Thank you to everyone who came to see me in Brighton last weekend in Nevermore, An Evening with Poe. Your generous response to a show that lay dormant for many years thrilled me beyond words. Many thanks also to The Old Police Cells Museum and the kind people at Brighton Town Hall for hosting the show in the deliciously decayed sub-basement of the building. I’ll have some images from the show next week and perhaps a review or two will appear in the digital ether. I’m planning on bringing the show to London, so subscribe to my podcast or my Poe page for further details!

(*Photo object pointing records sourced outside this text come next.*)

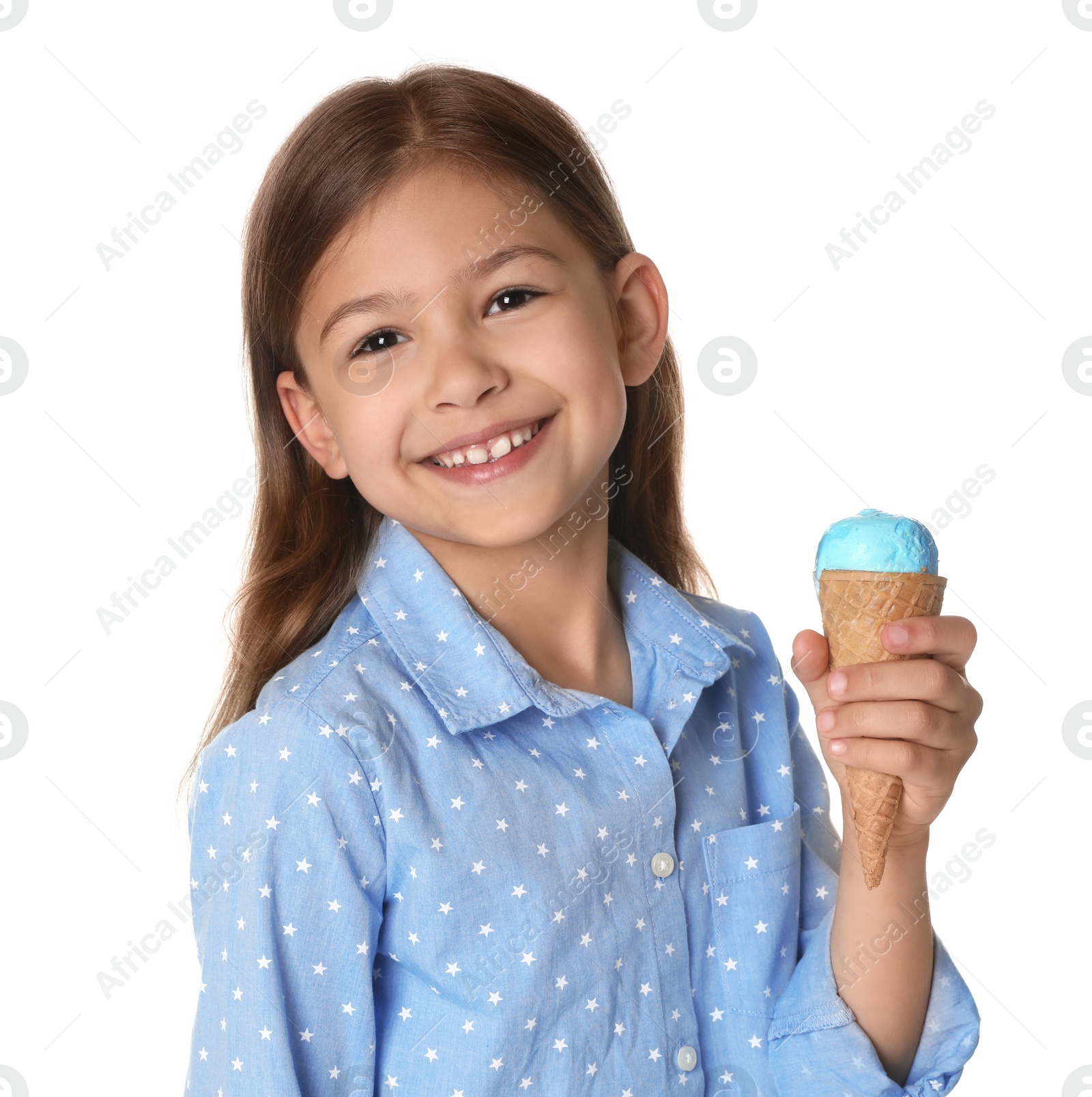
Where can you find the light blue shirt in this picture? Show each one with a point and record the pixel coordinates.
(418, 868)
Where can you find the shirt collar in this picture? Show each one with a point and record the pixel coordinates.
(467, 669)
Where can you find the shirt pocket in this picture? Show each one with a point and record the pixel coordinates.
(754, 875)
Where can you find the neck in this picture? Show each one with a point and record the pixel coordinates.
(549, 597)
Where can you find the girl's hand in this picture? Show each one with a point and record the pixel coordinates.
(913, 718)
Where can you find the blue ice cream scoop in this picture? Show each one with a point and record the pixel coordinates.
(876, 541)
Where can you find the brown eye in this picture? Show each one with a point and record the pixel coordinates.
(384, 339)
(513, 297)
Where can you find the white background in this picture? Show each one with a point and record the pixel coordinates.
(887, 383)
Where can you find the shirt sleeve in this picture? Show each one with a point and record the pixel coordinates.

And now back to photography and my travels through the city and the landscape of my mind.

May 2010
Come see my one-man show,
Nevermore, An Evening with Poe at the Brighton Fringe - 20, 21, 22 May 2010!

Once upon a midnight dreary, mingle with master of the macabre, Edgar Allan Poe, in an absinthe-laced performance on May 20, 21, 22 at 8pm and May 22 at 4pm at the Brighton Fringe. John Matthews is Poe in this intense and intimate monologue in which Poe recounts the agonies and passions of his life and dramatises some of his most famous work including "The Raven" and "The Tell-Tale Heart". Purchase tickets from the Fringe box office for the following performances:




Thanks for visiting me at Photofair 2009, Spitalfields, London
Sunday 11 October 2009

Thank you so much for the overwhelming response to my images at this year's Photofair yesterday at Spitalfields. I thoroughly enjoyed meeting everyone and seeing all the terrific work on display. A number of people requested images at custom sizes and placing orders online. The images on display at the show are available in the following sizes and accept cash, cheques and credit cards:

  • Framed & mounted (A2, image size A3)
  • Mounted on museum board, ready to hang (A3)
  • Mounted (11x14 inches, image size 8x10 inches)

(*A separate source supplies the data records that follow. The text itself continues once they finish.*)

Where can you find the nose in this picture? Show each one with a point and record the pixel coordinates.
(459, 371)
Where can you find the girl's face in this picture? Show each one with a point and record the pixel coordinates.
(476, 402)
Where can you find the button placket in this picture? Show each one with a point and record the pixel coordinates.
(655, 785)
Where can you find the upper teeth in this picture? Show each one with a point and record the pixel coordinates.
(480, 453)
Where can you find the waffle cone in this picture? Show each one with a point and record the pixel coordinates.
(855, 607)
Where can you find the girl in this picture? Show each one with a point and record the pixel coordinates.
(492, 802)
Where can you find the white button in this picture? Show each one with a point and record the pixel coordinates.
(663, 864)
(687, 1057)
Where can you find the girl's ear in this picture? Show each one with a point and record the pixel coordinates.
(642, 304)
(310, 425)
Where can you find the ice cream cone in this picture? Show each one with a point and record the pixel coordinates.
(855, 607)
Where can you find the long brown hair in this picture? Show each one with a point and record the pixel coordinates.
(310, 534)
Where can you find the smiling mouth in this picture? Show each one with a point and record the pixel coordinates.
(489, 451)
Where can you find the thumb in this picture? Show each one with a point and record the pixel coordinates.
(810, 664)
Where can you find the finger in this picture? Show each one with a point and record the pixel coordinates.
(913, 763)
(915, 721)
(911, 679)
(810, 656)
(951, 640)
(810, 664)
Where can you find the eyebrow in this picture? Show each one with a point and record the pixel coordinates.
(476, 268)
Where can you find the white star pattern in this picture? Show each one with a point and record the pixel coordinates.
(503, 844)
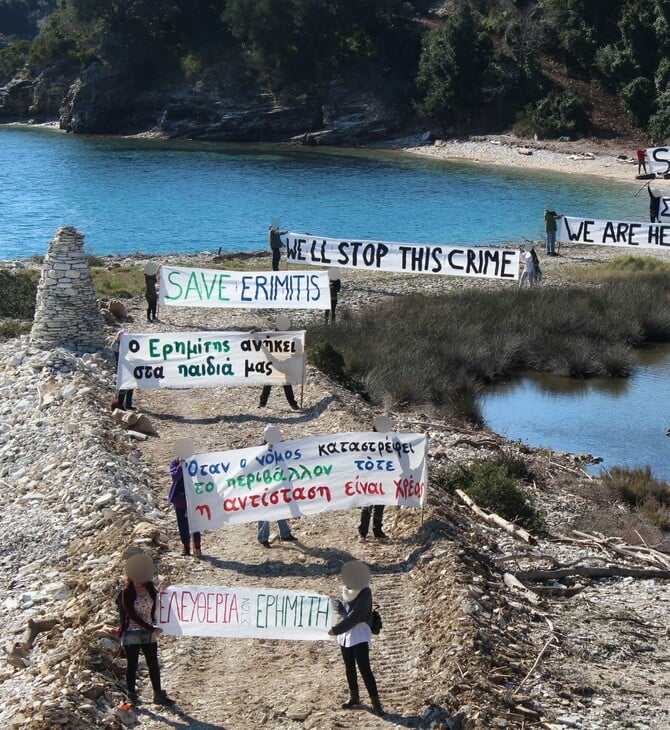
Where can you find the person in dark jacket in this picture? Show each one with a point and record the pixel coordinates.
(353, 632)
(138, 631)
(177, 498)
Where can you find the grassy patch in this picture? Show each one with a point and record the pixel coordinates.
(443, 350)
(642, 491)
(492, 484)
(118, 282)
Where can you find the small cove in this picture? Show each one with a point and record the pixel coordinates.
(621, 420)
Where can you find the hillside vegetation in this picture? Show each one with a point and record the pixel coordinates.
(542, 65)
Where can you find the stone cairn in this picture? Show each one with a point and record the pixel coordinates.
(66, 312)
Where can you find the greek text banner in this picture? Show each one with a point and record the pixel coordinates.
(305, 477)
(409, 258)
(658, 159)
(209, 359)
(244, 613)
(614, 233)
(246, 289)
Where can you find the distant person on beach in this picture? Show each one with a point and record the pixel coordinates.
(272, 435)
(138, 632)
(177, 498)
(335, 287)
(276, 244)
(641, 161)
(124, 398)
(531, 268)
(151, 290)
(654, 205)
(550, 218)
(353, 633)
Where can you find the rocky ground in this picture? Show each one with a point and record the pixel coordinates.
(459, 648)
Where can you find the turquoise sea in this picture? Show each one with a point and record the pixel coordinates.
(130, 195)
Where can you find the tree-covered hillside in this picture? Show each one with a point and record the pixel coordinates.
(484, 65)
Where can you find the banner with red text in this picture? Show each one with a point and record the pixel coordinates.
(409, 258)
(305, 477)
(181, 286)
(244, 613)
(614, 233)
(209, 359)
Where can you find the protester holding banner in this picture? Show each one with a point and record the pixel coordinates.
(138, 631)
(354, 634)
(283, 324)
(177, 498)
(271, 436)
(550, 218)
(335, 286)
(276, 245)
(150, 290)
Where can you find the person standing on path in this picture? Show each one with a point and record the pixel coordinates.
(283, 325)
(151, 290)
(381, 424)
(138, 632)
(276, 244)
(271, 436)
(335, 287)
(177, 498)
(550, 218)
(354, 634)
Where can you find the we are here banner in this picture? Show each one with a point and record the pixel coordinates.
(305, 477)
(181, 286)
(244, 613)
(410, 258)
(613, 233)
(210, 359)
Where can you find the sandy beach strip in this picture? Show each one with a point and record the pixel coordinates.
(583, 157)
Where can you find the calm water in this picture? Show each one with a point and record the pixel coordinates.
(149, 196)
(622, 420)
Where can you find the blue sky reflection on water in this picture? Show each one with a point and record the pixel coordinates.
(131, 195)
(622, 420)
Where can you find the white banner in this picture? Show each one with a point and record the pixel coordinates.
(244, 613)
(408, 258)
(613, 233)
(180, 286)
(209, 359)
(658, 160)
(305, 477)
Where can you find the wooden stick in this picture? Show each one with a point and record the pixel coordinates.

I'm happy to create images for you at a custom size and mount option, so please don't hesitate to drop me a line with your requirements.

Display Does-he-like-it-




A flaneur video from November 2001
29 July 2009

I spent a gorgeous long weekend away in Kent and Sussex for my birthday in June and have been busy creating new photographic delights. I also happened upon a video I made with a friend in 2001. In the untitled piece, I glumly wander through a post-911 Hoboken to the tune of Sting’s rendition of Angel Eyes. It’s both the culmination of many, many years of making similar videos (me wandering through empty landscapes in search of a pretty girl or mourning something that’s been lost) and the start of my professional flaneurism.

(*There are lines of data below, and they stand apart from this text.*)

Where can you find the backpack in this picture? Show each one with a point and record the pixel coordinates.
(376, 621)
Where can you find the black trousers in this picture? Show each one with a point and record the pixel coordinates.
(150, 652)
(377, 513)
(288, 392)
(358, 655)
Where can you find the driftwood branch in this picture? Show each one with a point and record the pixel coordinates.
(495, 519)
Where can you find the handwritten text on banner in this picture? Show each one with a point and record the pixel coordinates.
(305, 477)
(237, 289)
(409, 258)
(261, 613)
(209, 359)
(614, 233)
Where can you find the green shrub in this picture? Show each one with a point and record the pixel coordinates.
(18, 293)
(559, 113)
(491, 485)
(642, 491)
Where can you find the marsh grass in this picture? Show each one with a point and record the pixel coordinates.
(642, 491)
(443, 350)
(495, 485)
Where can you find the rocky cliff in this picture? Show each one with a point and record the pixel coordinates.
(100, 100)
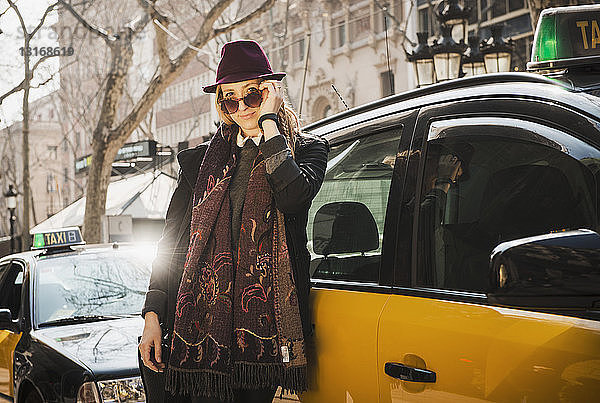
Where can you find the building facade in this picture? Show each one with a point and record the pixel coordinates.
(50, 163)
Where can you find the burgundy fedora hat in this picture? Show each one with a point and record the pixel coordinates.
(242, 60)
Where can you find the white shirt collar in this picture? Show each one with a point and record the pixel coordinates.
(241, 140)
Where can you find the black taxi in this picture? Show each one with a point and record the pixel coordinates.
(70, 320)
(454, 242)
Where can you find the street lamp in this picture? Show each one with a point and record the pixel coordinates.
(11, 204)
(455, 15)
(473, 59)
(422, 61)
(447, 55)
(496, 52)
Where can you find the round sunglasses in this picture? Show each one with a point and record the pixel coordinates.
(252, 99)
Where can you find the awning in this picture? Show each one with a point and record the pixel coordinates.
(144, 196)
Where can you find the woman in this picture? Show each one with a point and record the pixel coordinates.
(230, 282)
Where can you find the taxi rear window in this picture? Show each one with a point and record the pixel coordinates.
(109, 283)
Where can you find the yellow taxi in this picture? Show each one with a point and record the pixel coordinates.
(455, 247)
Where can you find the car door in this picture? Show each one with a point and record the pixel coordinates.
(349, 261)
(11, 284)
(526, 169)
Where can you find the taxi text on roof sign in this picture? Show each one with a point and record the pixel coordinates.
(57, 238)
(566, 37)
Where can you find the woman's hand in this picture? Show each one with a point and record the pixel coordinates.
(272, 97)
(150, 343)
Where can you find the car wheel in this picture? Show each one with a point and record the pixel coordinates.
(33, 397)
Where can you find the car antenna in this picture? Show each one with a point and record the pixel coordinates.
(342, 99)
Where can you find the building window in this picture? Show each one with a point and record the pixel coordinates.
(299, 50)
(360, 24)
(52, 152)
(50, 183)
(338, 33)
(387, 83)
(424, 20)
(515, 5)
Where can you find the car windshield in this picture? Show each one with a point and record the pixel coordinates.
(89, 284)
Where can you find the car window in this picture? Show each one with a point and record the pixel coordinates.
(11, 276)
(100, 283)
(346, 219)
(487, 184)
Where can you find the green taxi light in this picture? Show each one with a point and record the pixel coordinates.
(546, 41)
(38, 240)
(59, 238)
(566, 37)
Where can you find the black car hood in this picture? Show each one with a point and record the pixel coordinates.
(108, 348)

“Serene” on display at the Viewfinder Gallery
10 January 2009


The image “Serene” from my series Riverside Enigmas is on display at the Viewfinder Gallery in Greenwich, London from 10 January to 1 February 2009. It’s a terrific space and very near the Thames Path where I made these riverside images.



About my images

I am a cultural migrant who photographs the liminal, transitional spaces in which I seem to be suspended forever. My obsession with place and identity and the fervent desire to find a new home assumed a greater urgency when I moved to London.

Purpose

The specifics of everyday life and our perception of those qualities fascinate me. I blame my myopia for this obsession which began at a very young age. My ‘nearsightedness’ made close objects appear sharp, but everything beyond an arm's-length away looked as smeary as a water colour painting. This defect of sight results from the same flaw that produces a blurry photograph - my eye sits too far from my cornea like a lens fixed too far from the film or digital sensor. Before I finally discovered contact lenses as a teenager, I thought the world quite uninteresting. The glasses I wore reinforced my sense of otherness and distance. Although contact lenses allow me to see as others see - or so I suppose - I still do find it difficult to entirely cast off that early sense of separateness from the world.

With the narratives in my pictures I bridge the distance between myself, the world and you.